Servers are going to be best when they are supported by the language community like gopls. AFAIK newer languages like Rust, Julia etc provide them and generally try to keep them in sync with the language, but they may require a lot of the language infrastructure, eg rust analyser needs the whole standard library source IIUC, maybe that will change over time.

It should be possible to use the same servers as vscode, except the MS ones that use proprietary code, IIUC cpptools-srv is MIT but it isn't a compiler and uses MS stuff from Visual Studio that is proprietary and only licensed for vscode use. Also there can be intelligence in the client since each language in vscode has its own plugin that talks to the server. So a generic client may not work as well with any specific server.

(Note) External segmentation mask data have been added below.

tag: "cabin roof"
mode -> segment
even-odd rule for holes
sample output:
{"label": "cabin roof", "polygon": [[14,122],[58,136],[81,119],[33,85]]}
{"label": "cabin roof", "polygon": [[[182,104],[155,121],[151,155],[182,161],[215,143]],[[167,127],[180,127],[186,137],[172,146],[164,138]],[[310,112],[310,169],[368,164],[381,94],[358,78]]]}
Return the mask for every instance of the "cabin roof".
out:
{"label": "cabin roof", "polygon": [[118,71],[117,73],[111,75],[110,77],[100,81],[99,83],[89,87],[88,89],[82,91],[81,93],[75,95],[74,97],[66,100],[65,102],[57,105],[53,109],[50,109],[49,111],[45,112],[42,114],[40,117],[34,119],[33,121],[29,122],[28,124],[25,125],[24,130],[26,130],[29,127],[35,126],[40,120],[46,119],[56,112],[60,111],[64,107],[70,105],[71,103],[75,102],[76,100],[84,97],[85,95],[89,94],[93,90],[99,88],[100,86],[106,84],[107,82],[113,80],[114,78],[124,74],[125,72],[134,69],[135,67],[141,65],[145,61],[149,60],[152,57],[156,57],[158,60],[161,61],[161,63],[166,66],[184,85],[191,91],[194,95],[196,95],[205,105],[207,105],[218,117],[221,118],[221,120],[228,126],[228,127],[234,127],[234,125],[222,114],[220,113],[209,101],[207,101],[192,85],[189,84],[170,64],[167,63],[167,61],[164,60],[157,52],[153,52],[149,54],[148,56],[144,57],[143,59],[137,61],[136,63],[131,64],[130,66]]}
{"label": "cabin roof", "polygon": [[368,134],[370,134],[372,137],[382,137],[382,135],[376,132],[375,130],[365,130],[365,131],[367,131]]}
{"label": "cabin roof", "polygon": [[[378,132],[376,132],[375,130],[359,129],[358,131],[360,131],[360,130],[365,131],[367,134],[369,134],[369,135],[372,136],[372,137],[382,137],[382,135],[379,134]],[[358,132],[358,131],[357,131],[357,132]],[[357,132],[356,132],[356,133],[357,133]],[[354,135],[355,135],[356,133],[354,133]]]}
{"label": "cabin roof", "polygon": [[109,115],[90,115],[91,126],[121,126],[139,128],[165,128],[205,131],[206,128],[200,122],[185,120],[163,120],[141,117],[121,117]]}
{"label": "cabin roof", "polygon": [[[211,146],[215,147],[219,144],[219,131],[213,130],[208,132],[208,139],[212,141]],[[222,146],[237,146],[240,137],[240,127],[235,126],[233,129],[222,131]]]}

We were already talking with @elextr that there should be a config option to disable LSP for files outside the project directory.

Yeah, clangd works if it can find the info it needs, but it should be possible for the user to turn LSP off for the file if they feel that it isn't helping. Again new languages with built in build systems (like go, rust/crate) should also work if they can navigate from a file to the build information they have stored for the "project" the file appears in, but I have no idea if they do.

So my preferred hierarchy is per language to automatically use TM if the server isn't running, per language settings for "LSP off" (just comment out the section in the conf file?), "in tree only"1, and a UI available per file setting to switch LSP or TM, save that in the project for open files.

Just a small note - we are all, me including, a bit influenced by how clangd works but other servers may work differently. LSP is just the protocol and how exactly the server implements it is up to the server. So there may be a full parser behind it, but there may also be a set of simple regular expressions. Or the whole server may be just a code formatter and not to implement any other functionality.

Indeed, and it is why TM/ctags could be packaged as an LSP, and why (as I said above) more configurability is needed to switch individual files/projects/other to/from LSP.

Footnotes

  1. "in tree" isn't necessarily the best, "in project including imported local modules" would be better, but "in tree" is easy to define and implement independent of language peculiarities.